Painting by Joos de Momper

Large Mountain Landscape is a large oil-on-canvas painting by Flemish painter Joos de Momper. The painting was completed in the early 17th century. It is currently part of the private collection of the Liechtenstein Museum in Vienna.

==Painting==
The Large Mountain Landscape was probably painted in the early 17th century, possibly in the 1620s. De Momper reportedly was particularly active in the 1620s, a period when he expanded his repertory. Most of de Momper's paintings feature a mountainous topography and evince a more imaginative approach to landscape painting compared to other 17th-century landscapists.

The viewer stands on a high vantage point. In the foreground, there are a group of horsemen and walking travelers halting in the shade of a cliff. On the path, some people come, some people go. They travel a trail with wooded, steep cliffs on either side. The people travelling on the winding path, falling back to the background, emphasize the sense of dimension.
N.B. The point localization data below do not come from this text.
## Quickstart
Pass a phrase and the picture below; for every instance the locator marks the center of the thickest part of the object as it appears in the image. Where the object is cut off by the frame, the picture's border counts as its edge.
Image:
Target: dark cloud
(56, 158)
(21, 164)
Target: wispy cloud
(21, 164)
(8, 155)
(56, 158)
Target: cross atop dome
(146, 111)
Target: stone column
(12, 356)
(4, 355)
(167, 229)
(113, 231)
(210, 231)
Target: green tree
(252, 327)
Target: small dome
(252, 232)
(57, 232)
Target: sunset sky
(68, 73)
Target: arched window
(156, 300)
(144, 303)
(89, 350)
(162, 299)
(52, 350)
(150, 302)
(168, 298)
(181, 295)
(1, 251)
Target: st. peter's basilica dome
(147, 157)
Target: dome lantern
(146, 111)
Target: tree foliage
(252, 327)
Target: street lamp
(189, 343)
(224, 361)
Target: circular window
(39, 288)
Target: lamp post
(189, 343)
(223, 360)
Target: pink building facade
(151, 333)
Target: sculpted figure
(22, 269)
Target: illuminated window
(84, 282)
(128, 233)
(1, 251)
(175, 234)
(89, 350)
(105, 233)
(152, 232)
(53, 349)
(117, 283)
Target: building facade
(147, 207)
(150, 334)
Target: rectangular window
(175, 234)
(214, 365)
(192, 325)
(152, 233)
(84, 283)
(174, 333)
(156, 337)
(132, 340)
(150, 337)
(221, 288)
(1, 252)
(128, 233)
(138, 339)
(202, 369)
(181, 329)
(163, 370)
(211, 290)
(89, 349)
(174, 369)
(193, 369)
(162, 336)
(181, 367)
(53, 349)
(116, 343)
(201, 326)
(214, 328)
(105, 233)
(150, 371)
The staffage of small figures in the large painting is at variance with the large rock formations. To the right, the cliff grows into a peak shrouded by clouds. The contrast between staffage and huge natural features may symbolize the sway of nature over man. However, here, as in every other painting by de Momper, nature is the product of the Fleming's imagination working upon distant memories. Issues of "statics and tectonics" are not addressed here, and indeed the painting adheres to the imaginative landscape painting style of de Momper and his circle.